Am Ende war Alfred tot, erschlagen von einem Psychopathen. Er hatte sich schützend vor Louise geworfen und sie damit gerettet.
Umsonst!
Louise lag jetzt im Koma. Zwischen Leben und Tod. Nach einem turbulenten Sommer, immerhin war ja auch noch die Fußballweltmeisterschaft in Deutschland. Vier Wochen lag sich das ganze Volk in den Armen und jubelte den Helden auf dem Rasen zu.
Linthdorf schaute diesem bunten Sommertreiben seltsam unbeteiligt zu. Er war kein Fußballfan und konnte auch dem Public Viewing nichts abgewinnen. Die Menschenmassen, die vor den Großbildschirmen ihre Feiern zelebrierten, waren für Linthdorf der blanke Stress. Er fuhr raus ins Grüne. Das machte ihm zehnmal mehr Freude als jedes geschossene Tor.
Seine Kollegen schüttelten den Kopf über den Spielverderber und Spaßverweigerer.
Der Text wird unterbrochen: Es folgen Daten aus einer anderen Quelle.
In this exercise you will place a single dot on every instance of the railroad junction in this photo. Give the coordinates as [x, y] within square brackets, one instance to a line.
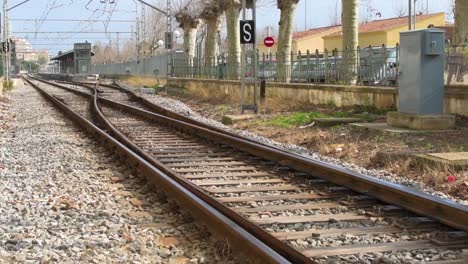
[154, 152]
Obwohl er überall als ein umgänglicher und freundlicher Mensch bekannt war, wurde es immer einsamer um ihn.
Die neue Aufgabe als Leiter der SoKo »Kranichtod« war für ihn eine echte Chance, neue soziale Kontakte aufzubauen und aus seiner Rückzugswelt wieder in die normale Großstadtwelt einzutauchen.
Und dann war da ja auch noch Louise. Endlich, ja endlich, hatte er mal wieder das Gefühl von Zweisamkeit. Es machte ihn glücklich, er begann wieder über seine Zukunft nachzudenken.
Abrupt wurden diese Träumereien beendet. Linthdorfs Glück dauerte gerade einmal einen Monat.
Seit Anfang Dezember war er in ein tiefes, schwarzes Loch gefallen. Zukunft gab es nicht mehr und die Gegenwart entpuppte sich als eine zähe, klebrige Zeitverschwendung, nur unterbrochen von den Spaziergängen an der Havel und den Besuchen in der Charité. Was für ein Jahr!
Sein Traum von Glück war nur eine Illusion. Vorbei, vorbei … Doch weiter ging es, egal, wie es in seinem Herzen aussah. Er spürte die harten Brüche, die wie ein Fluch das Jahr durchzogen, tief in seinem Innersten. Es waren Erschütterungen, die den in sich ruhenden Mann in einer Art und Weise verstörten, wie er es nicht mehr für möglich gehalten hatte. Als ob er noch einmal in die stürmischen Jugendjahre zurückgefallen war. Himmel hoch jauchzend und zu Tode betrübt.
Schmerzhaft.
Es stach manchmal so, dass ihm der Atem stockte.
Doch die ganze Wehklagerei und das Gejammer nutzten nichts. Linthdorf wusste das. Egal, wie heftig das Pendel auch ausschlug, Linthdorf bewahrte die Fassung. Er ließ nichts nach außen dringen von seinen inneren Seelenzuständen.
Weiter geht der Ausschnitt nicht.